Austin's take on how people just didn't understand the NMS pitch is disappointing.
The problem with the gameplay(!) trailer was that it shows a lot of things that are impossible in the game. And it's not just superficial stuff like graphics, it's systems like animals interacting with eachother. Even during its launch they left that one up on their Steam page insead of correcting it with a newer one.
Murray's interviews contained straight up lies, not just vague misinterpretations. His whole defense was that people expected a different game because of their own fantasies or whatever, which is wrong. Glad that Patrick was there to counter some of it atleast.
Personally, I felt that he addressed that, though? He didn't mention the animals specifically but he talked about some other stuff and the trailers in general, and how it was wasn't there. His point was
that stuff being there would not make the game better, at least not to the degree that those excited for it wanted. Rather, it wouldn't make it the game they wanted to play. Like... would animals interacting really solve everything else? That's just another little detail that happens when you're doing the rest of the game, and a lot of the trailer stuff is like that, unless I'm misremembering something huge. I should say I only ever played about 3 hours of the game (I was in Japan at the time and my attempt at remote playing just made me motion sick), so maybe my memory is off, but is there any big gameplay thing people can point to that is missing that would make the game more satisfying?
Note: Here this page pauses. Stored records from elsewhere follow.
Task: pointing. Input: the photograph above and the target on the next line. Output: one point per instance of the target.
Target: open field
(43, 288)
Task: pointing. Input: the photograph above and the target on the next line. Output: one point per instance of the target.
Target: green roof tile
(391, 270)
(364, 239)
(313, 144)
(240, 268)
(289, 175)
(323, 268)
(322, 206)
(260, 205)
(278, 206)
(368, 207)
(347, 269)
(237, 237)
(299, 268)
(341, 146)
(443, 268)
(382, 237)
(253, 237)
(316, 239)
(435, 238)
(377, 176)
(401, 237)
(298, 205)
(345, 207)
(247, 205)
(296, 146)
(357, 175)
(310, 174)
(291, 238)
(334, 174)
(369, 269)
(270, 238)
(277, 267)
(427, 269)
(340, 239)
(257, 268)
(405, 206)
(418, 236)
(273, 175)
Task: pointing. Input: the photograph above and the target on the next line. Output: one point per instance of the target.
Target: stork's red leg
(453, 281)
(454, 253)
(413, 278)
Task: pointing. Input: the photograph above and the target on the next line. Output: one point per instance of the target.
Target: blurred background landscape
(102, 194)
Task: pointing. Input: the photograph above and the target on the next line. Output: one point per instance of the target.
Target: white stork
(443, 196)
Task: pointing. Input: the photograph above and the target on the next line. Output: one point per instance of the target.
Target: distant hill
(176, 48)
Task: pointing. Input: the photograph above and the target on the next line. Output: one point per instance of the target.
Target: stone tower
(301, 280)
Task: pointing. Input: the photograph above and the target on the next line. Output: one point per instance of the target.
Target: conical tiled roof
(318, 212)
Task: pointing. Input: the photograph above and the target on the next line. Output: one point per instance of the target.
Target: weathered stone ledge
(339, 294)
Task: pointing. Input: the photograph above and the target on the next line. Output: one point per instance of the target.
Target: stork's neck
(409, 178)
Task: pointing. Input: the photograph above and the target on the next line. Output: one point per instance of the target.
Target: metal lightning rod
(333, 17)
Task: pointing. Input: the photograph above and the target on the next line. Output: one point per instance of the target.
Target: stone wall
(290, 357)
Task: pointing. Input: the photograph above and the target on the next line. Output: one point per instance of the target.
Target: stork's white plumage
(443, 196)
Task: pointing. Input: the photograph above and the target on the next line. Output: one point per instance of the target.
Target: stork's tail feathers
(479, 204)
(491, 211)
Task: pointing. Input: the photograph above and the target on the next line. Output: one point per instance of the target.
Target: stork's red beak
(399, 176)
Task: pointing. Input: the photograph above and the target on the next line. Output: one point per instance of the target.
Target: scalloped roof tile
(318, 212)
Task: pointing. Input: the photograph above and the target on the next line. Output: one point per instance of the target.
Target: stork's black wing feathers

And while they definitely lied about some aspects and misrepresented others, people also absolutely built up a fantasy that was beyond what they said- or did stuff like interpreting "procedurally generated" as "everything that is generated will be interesting to see", which also came up in the episode. Especially because closer to release when press got their hands on it, the news coming out of that clarified some of the focus on resources/survival stuff and people still got hyped about this endless exciting space game they could explore forever?
I don't think people were wrong to buy into the trailers, or (to a degree) be angry that what they were sold wasn't what they got. But I also think there were indeed other details coming out (and we can totally question how much they were pushed relative to the trailers) that the people extremely excited for it ignored, or didn't consider the impact of.